Archive for May 23rd, 2007


If you have been a Boy Scout leader for any length of time then you have probably given your troop a “lesson in stupidity” at least once, whether you wanted to or not. It is inevitable.

In the previous blog I wrote about one of the lessons in stupidity I gave to the troop about ten years ago. Recently, during a cooking demonstration at a troop meeting, I gave the boys another unplanned lesson.

The demonstration involved making an apple cobbler using a dutch oven. After lining the oven with tin foil and adding the ingredients, we placed the oven in the campfire ring. One Scout began using a shovel to place coals on top of the oven, but just placing one or two coals at a time. This one-sy two-sy thing was too slow for me. (Impatience is the number one cause of lessons in stupidity.)
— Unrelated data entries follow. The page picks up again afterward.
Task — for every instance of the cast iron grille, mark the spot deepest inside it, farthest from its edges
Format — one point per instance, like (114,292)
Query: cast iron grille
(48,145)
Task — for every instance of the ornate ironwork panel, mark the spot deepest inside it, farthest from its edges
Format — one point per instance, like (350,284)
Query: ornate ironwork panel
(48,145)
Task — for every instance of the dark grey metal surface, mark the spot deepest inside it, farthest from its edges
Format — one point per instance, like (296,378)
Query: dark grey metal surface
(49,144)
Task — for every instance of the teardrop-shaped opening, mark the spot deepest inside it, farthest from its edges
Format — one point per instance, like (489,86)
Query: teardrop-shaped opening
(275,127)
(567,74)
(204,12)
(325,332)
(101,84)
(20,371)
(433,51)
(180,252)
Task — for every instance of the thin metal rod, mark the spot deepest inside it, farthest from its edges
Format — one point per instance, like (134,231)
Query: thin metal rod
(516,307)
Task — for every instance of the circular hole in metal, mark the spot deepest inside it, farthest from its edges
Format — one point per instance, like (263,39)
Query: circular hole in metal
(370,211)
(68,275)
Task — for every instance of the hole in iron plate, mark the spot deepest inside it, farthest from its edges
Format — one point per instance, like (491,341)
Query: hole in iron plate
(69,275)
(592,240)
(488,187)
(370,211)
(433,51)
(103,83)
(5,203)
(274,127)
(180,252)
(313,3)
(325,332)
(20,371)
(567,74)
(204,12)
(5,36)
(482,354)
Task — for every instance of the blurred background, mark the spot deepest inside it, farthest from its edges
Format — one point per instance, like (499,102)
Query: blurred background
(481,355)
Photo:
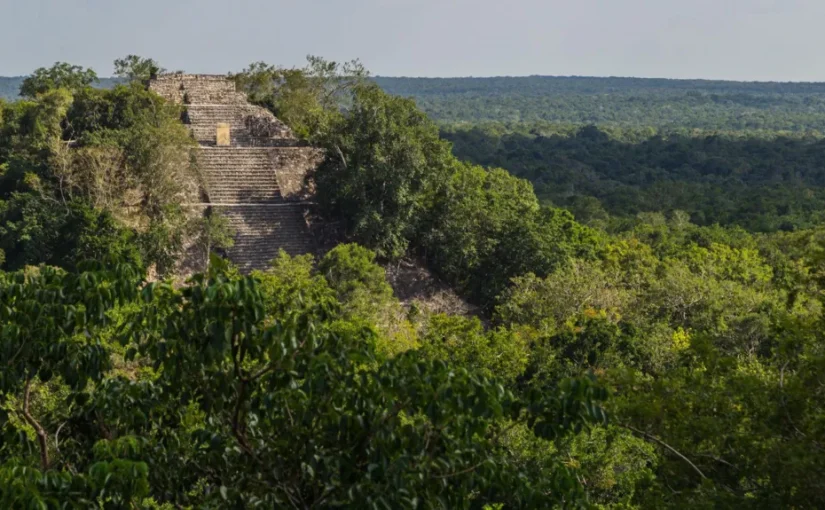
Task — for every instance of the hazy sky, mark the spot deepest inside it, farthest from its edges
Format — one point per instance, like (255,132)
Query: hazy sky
(731,39)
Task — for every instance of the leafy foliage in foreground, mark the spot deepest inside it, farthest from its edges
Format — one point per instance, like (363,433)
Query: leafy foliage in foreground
(242,407)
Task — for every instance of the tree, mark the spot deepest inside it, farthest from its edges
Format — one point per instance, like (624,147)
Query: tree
(385,161)
(48,319)
(389,433)
(135,68)
(307,99)
(60,76)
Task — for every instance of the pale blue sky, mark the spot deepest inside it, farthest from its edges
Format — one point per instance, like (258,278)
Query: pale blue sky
(727,39)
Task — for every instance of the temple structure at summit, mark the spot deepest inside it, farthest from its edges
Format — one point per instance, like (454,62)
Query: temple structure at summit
(254,168)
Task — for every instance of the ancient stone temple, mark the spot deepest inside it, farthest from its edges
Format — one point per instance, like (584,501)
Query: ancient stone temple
(253,167)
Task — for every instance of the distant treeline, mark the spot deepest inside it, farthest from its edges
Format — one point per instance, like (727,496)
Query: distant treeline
(10,86)
(624,102)
(627,102)
(761,184)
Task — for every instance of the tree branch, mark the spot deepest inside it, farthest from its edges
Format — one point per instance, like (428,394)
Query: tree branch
(672,449)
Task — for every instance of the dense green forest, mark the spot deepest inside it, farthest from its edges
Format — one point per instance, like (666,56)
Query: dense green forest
(758,182)
(625,102)
(665,352)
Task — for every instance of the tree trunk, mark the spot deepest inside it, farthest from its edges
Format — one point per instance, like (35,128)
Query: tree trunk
(39,430)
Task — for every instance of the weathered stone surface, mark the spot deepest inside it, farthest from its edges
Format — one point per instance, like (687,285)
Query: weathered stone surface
(223,136)
(254,168)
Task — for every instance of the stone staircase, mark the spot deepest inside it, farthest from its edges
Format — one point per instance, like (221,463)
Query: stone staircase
(262,230)
(239,175)
(257,181)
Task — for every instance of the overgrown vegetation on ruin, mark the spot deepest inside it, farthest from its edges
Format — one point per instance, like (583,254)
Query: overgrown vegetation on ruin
(650,360)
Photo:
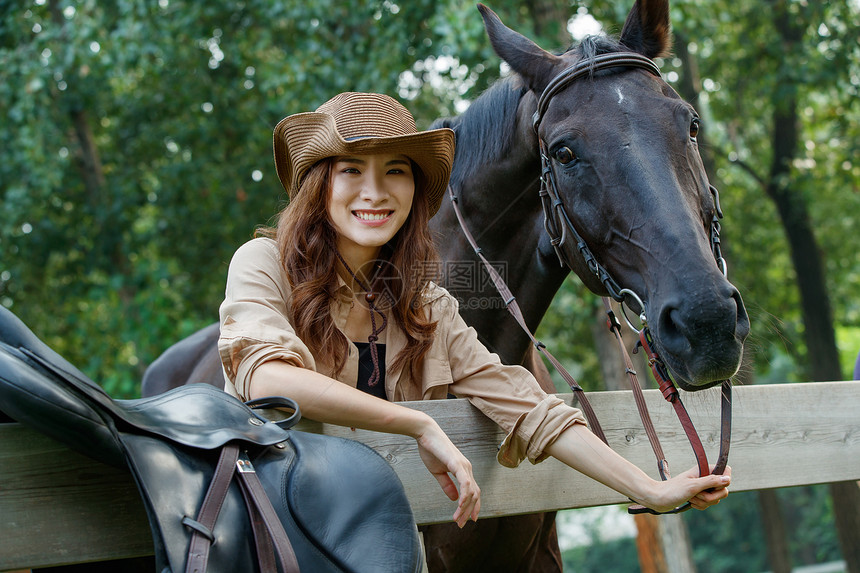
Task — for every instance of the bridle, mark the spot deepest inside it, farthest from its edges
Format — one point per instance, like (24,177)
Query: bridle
(558,226)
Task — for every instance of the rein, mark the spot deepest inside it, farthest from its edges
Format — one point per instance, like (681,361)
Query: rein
(558,226)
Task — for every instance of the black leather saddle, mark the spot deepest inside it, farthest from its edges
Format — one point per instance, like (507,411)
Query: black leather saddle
(225,489)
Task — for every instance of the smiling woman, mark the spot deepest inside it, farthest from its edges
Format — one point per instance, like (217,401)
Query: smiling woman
(334,308)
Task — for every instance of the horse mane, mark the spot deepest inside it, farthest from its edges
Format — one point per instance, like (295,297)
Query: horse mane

The shovel being used was the type that had a ring that could be loosened to change the angle of the shovel blade to the handle. I decided it would be quicker to have the blade at a ninety degree angle to the handle for moving the coals so I asked the Scout if I could have the shovel for a moment. I unscrewed the ring, and even though I had just watched him moving hot coals with the shovel, I grabbed the blade to change it’s angle, and immediately let go of it as I discovered how hot it had become.

D’oh! Ouch!

I could have slapped my forehead for being so stupid, but I was already in enough pain. I ended up with a nice big blister on my index finger of the right hand, and a small blister on another finger. Needless to say, I was extra careful during the rest of the meeting. So were the Scouts.

I sometimes think that we Scout Leaders need to give these “lessons in stupidity” to remind ourselves that we are not the almighty know-it-all leader of the troop. These lessons humble us. After all, we are mere humans. We feel pain. And we do stupid things once in a while.

Have you given any “lessons in stupidity” lately?